Even though the main LGM outlines of the CIS have been established, our knowledge about the ice sheet at the peak of the last glacial period must be regarded as low. The maximum extent was reached in different sectors of the ice sheet at different times; earlier in the north and later in the south (Clague et al., 1980; Porter and Swanson, 1998; Stroeven et al., 2010). Regardless of the accepted existence of the Skeena ice dome, the style of glaciation during the local LGM still remains an open question and questions regarding the ice thicknesses, main ice discharge routes and the degree of dependence on the underlying topography still need to be answered (Bednarski and Smith, 2007; Kleman et al., 2010; Stroeven et al., 2010).

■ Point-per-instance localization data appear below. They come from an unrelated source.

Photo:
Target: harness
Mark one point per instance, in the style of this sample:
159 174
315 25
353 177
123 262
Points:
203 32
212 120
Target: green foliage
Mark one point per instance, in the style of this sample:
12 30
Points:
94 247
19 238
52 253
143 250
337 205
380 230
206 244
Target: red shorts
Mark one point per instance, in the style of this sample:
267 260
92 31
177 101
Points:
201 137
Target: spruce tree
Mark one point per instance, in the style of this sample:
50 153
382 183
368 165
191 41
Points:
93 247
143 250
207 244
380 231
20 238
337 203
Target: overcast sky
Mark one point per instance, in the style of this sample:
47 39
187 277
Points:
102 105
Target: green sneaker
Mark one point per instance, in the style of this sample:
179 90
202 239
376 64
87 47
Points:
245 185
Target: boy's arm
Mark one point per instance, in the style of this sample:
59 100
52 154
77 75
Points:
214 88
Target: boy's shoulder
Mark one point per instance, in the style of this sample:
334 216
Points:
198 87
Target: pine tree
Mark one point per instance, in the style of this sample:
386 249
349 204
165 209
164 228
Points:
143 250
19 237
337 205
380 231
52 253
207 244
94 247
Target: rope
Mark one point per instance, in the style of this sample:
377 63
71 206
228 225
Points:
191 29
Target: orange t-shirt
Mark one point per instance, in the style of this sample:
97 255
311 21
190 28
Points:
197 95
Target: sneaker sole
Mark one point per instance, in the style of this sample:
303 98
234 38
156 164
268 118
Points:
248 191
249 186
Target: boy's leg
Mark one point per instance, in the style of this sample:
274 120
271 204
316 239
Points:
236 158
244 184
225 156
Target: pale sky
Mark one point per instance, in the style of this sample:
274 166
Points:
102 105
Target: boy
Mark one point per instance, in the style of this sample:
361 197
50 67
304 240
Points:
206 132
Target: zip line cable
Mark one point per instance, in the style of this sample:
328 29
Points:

6.1.2. Ice retreat pattern

Late glacial ice dynamics have been examined for two regions of the CIS using the meltwater landform record. Ice retreat patterns at a regional scale were interpreted using macro-scale ice-flow indicators such as glacial lineations and the “deglacial envelope” of meltwater landforms (Kleman and Borgström, 1996; Kleman et al., 2006). Locally, ice retreat patterns were reconstructed in greater detail, particularly where the record of meltwater landforms was extensive (Paper V, Figs. 4, 5 and 7, Paper VI, Fig. 5).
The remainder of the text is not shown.